Re: [PATCH] Add error hints for invalid COPY options

Поиск
Список
Период
Сортировка
От Masahiko Sawada
Тема Re: [PATCH] Add error hints for invalid COPY options
Дата
Msg-id CAD21AoBC9O80OJchfyjnnxCZV-YfR-fDXyCKLNxdXdTNFYVk1Q@mail.gmail.com
обсуждение исходный текст
Ответ на Re: [PATCH] Add error hints for invalid COPY options  (Sugamoto Shinya <shinya34892@gmail.com>)
Список pgsql-hackers
On Tue, Dec 2, 2025 at 3:42 AM Sugamoto Shinya <shinya34892@gmail.com> wrote:
>
>
>
> On Sat, Nov 29, 2025 at 9:36 PM Sugamoto Shinya <shinya34892@gmail.com> wrote:
>>
>>
>>
>> On Fri, Nov 28, 2025 at 2:59 AM Kirill Reshke <reshkekirill@gmail.com> wrote:
>>>
>>> On Wed, 26 Nov 2025 at 11:55, Sugamoto Shinya <shinya34892@gmail.com> wrote:
>>> >
>>> >
>>> >
>>> > 2025年11月25日(火) 6:50 Nathan Bossart <nathandbossart@gmail.com>:
>>> >>
>>> >> On Mon, Nov 24, 2025 at 11:56:34AM -0800, Masahiko Sawada wrote:
>>> >> > On Sat, Nov 22, 2025 at 8:33 PM Sugamoto Shinya <shinya34892@gmail.com> wrote:
>>> >> >> This follows the pattern already used elsewhere in PostgreSQL for providing
>>> >> >> helpful error hints to users.
>>> >> >
>>> >> > Given we have 15 COPY options now, it sounds like a reasonable idea.
>>> >> >
>>> >> > One concern about the patch is that when adding a new COPY option, we
>>> >> > could miss updating valid_copy_options list, resulting in providing a
>>> >> > wrong suggestion.
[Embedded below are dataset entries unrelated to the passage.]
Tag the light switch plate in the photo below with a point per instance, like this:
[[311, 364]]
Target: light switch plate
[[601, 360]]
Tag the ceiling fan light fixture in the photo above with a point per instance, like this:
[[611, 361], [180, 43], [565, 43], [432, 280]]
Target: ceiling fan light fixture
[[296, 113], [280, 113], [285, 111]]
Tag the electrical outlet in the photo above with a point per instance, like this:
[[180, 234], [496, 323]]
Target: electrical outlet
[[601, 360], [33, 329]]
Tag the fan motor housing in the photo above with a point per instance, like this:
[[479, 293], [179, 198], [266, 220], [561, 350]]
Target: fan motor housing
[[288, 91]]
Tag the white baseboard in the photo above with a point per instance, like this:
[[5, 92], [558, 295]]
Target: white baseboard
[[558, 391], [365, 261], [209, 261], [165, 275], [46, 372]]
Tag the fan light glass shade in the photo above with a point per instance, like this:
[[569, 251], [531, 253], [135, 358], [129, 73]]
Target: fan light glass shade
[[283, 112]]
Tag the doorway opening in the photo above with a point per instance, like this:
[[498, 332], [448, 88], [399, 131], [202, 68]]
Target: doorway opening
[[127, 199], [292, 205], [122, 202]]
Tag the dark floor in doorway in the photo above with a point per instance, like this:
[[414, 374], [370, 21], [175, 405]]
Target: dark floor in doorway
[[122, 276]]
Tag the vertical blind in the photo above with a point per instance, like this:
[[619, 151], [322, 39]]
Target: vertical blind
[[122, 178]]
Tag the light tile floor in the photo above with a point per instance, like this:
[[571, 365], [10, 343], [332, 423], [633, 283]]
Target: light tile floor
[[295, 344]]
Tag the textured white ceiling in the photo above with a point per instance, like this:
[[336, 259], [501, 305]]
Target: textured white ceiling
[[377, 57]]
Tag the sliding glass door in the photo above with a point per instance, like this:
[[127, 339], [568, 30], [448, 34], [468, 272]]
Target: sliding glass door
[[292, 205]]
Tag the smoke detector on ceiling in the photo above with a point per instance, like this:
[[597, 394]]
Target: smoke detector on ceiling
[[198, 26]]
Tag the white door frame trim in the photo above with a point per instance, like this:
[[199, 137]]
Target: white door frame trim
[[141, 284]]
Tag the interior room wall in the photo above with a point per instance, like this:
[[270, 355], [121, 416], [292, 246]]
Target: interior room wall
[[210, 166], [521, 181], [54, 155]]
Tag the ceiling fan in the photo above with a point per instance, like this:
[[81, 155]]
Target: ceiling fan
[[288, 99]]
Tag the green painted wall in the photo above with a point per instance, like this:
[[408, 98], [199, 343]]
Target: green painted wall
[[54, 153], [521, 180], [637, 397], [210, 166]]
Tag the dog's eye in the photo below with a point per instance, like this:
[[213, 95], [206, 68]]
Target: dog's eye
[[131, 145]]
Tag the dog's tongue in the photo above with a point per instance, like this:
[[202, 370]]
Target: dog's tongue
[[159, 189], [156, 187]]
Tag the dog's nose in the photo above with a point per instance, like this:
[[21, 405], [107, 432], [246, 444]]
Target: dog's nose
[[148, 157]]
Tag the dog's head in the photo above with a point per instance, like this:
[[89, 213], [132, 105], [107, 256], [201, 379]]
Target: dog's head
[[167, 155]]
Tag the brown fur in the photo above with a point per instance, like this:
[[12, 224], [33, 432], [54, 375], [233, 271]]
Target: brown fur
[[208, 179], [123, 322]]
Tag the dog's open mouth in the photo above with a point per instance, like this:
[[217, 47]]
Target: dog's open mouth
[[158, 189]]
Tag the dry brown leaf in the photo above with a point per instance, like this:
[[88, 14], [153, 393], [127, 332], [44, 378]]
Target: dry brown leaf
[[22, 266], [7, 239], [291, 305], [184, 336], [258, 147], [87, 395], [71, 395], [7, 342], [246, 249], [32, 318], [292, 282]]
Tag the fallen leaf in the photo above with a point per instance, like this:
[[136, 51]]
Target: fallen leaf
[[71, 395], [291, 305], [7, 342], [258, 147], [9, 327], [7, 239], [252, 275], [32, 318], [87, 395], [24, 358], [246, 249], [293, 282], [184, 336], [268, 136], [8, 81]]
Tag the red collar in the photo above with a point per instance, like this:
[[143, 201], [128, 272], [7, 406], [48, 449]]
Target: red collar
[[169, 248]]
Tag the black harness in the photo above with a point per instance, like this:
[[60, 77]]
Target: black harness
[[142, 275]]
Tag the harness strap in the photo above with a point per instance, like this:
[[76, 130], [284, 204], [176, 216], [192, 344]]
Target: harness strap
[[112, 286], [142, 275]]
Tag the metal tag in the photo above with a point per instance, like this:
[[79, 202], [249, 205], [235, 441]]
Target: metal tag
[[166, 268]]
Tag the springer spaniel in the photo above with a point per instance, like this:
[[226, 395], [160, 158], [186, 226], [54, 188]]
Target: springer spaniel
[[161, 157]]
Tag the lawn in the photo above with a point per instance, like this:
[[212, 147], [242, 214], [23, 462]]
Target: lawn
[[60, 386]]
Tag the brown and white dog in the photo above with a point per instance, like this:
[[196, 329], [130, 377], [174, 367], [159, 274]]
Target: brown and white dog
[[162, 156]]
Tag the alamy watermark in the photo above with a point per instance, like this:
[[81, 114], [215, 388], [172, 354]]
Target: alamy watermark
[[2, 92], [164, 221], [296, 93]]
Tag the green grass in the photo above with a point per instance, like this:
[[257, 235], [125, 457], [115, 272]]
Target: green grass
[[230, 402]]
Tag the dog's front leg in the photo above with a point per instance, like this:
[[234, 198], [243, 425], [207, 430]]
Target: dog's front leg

I think we can consider refactoring the COPY option
>>> >> > handling so that we check the given option is a valid name or not by
>>> >> > checking valid_copy_options array and then process the option value.
>>> >>
>>> >> +1.  Ideally, folks wouldn't need to update a separate list when adding new
>>> >> options.
>>> >>
>>> >> >> Additionally, this patch corrects a misleading comment for the
>>> >> >> convert_selectively option. The comment stated it was "not-accessible-from-SQL",
>>> >> >> but actualy it has been accessible from SQL due to PostgreSQL's generic option parser.
>>> >> >> The updated comment clarifies that while technically accessible, it's intended for
>>> >> >> internal use and not recommended for end-user use due to potential data loss.
>>> >> >
>>> >> > Hmm, I'm not sure the proposed comment improves the clarification.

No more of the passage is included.